UK regional carrier flybe. (2002) (Exeter) has released its annual report, showing a loss before tax of GBP19.9 million (USD25.4 million) and a net debt of GBP64 million (USD81.5 million).
Non-executive Chairman Simon Laffin blamed the poor performance on over capacity brought on by legacy fleet orders placed at the time of the airline's IPO in 2010. The fleet reached its peak in May 2017 with 85 aircraft.
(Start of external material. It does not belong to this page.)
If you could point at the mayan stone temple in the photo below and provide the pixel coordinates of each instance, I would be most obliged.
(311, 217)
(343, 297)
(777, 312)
The additional capacity in 2016 of 12.3% was against a passenger increase of only 7.6%. The result was a load factor drop of 3 points to 69.6% and a negative effect on profitability.
In a bid to cut capacity, new CEO Christine Ourmieres-Widener has confirmed that six end-of-lease DHC-8-400s - of which it currently has fifty-eight - will be returned to lessors in 2017/18. The airline will then begin to consolidate its operations and focus on profitable routes.
"Looking beyond the UK at this stage it is neither the right moment, nor do the markets currently support, an expansion of intra-European activity," Ourmieres-Widener said. "We will deliver a controlled expansion mainly via the optimisation of our partnerships."
As previously reported, flybe this week signed a partnership agreement with Eastern Airways (T3, Humberside) with the latter to operate its scheduled route network under the Flybe brand, with a strong focus on Scotland.